With regards to the characters, every single one of them is performed with a clear passion and conviction. There is not a single dud throughout the whole cast, though there are some standouts. In particular, Matthijs ten Kate uses the subtleties of a stoic look or a fierceness in his eyes to perfectly portray Jimmy, the jealous older brother with a caged anger. There is also Dirk van der Pol, who plays the part of the initial patriarch, who has some real heavy-lifting to do when it comes to some of the bigger plot beats and pulls it off with aplomb.
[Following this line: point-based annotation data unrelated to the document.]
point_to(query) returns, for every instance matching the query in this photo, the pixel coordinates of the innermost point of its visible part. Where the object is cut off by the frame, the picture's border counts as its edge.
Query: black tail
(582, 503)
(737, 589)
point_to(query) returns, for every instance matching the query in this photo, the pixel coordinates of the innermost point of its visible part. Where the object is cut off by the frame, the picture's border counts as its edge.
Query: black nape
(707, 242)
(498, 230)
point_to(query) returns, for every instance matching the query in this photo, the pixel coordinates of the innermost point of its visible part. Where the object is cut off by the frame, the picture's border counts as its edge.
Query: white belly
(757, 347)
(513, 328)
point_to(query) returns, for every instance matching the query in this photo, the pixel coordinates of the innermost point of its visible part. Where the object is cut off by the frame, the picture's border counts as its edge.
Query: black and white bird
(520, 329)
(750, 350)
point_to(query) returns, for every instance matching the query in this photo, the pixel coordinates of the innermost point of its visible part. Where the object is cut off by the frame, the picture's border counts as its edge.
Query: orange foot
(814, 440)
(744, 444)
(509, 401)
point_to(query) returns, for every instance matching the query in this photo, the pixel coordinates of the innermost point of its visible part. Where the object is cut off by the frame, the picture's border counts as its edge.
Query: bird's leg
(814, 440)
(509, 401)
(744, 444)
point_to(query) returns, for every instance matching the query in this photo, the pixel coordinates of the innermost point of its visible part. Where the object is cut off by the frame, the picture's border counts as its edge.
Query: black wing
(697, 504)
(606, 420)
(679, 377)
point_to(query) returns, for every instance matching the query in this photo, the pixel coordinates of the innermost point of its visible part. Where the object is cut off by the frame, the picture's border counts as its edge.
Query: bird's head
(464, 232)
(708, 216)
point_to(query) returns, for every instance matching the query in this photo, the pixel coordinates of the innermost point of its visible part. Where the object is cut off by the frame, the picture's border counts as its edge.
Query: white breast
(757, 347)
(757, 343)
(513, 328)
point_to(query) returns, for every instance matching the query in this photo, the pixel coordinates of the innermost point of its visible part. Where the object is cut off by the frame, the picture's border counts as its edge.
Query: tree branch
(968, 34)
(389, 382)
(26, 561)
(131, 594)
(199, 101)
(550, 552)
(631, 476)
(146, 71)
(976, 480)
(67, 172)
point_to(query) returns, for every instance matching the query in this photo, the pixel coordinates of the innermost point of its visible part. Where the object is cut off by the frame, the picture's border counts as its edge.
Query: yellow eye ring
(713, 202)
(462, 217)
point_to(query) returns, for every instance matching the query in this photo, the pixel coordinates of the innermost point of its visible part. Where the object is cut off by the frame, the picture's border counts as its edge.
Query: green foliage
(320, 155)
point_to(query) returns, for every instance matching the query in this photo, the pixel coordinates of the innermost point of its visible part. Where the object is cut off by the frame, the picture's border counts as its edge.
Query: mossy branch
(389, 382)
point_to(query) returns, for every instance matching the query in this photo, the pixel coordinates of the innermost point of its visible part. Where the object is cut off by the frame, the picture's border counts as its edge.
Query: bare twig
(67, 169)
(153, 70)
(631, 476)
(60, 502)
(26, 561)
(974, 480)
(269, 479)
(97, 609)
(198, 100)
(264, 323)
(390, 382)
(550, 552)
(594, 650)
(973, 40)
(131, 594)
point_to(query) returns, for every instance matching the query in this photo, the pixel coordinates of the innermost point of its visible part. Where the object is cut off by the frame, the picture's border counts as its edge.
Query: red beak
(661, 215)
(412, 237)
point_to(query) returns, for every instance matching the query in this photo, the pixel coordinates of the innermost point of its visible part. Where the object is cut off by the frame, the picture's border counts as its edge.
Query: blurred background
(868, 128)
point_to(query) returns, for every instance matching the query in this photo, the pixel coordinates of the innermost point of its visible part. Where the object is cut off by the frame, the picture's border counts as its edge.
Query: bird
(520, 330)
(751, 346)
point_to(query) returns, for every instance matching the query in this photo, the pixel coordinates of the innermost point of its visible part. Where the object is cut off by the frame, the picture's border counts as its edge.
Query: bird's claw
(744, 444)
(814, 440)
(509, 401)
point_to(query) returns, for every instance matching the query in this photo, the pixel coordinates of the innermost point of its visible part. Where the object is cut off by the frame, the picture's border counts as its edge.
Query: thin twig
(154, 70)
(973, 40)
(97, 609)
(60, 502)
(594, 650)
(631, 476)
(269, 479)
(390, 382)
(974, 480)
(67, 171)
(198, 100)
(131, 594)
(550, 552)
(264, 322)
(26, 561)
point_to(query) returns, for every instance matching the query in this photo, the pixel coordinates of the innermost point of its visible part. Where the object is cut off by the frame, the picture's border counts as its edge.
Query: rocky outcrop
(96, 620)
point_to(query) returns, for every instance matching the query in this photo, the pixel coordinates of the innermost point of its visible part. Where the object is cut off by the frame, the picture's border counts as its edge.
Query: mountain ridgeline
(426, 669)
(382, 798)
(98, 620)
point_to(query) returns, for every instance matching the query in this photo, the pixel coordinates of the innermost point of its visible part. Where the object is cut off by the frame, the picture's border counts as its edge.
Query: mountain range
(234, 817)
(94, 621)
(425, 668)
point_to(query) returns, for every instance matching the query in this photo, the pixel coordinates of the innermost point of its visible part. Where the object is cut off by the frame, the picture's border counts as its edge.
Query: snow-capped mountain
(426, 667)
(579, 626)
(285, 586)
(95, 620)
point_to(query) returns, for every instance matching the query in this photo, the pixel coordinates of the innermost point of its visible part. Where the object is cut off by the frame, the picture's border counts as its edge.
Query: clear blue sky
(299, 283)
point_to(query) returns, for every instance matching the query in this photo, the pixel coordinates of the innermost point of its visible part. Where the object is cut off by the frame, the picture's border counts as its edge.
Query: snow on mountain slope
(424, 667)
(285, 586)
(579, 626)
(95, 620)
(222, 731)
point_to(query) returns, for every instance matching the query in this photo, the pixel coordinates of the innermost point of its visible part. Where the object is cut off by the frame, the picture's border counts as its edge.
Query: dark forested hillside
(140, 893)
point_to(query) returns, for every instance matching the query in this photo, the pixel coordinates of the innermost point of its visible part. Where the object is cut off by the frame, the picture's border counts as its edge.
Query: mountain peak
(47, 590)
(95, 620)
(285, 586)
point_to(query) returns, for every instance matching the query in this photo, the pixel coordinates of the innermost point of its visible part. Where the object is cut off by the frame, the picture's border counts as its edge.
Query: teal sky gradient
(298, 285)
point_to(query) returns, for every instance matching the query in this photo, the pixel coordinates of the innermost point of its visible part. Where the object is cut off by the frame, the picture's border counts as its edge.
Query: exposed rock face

While it is easy to praise almost every aspect of Capo di Famiglia, it deserves noting once again just how gorgeous it so often is. From that opening long take to a wonderful sweeping shot as the two take to their first dance, the directing here is impeccable. As previously mentioned, it is this confident direction, matched with the romantic violin score that plays throughout, as well as the convincing performances that make it so easy to forget that this is a short film with a low budget. Furthermore, beneath this great presentation is a narrative that not only grips the audience with a central mystery but that is also told in a non-linear fashion, affording the viewer a further insight into the familial events that led up to the present. Capo di Famiglia is an accomplished, confident short film that will lure you in with its impressive visuals and keep you hooked with its intriguing and well told narrative that, thanks to a satisfyingly open ending, will undoubtedly leave you wanting more.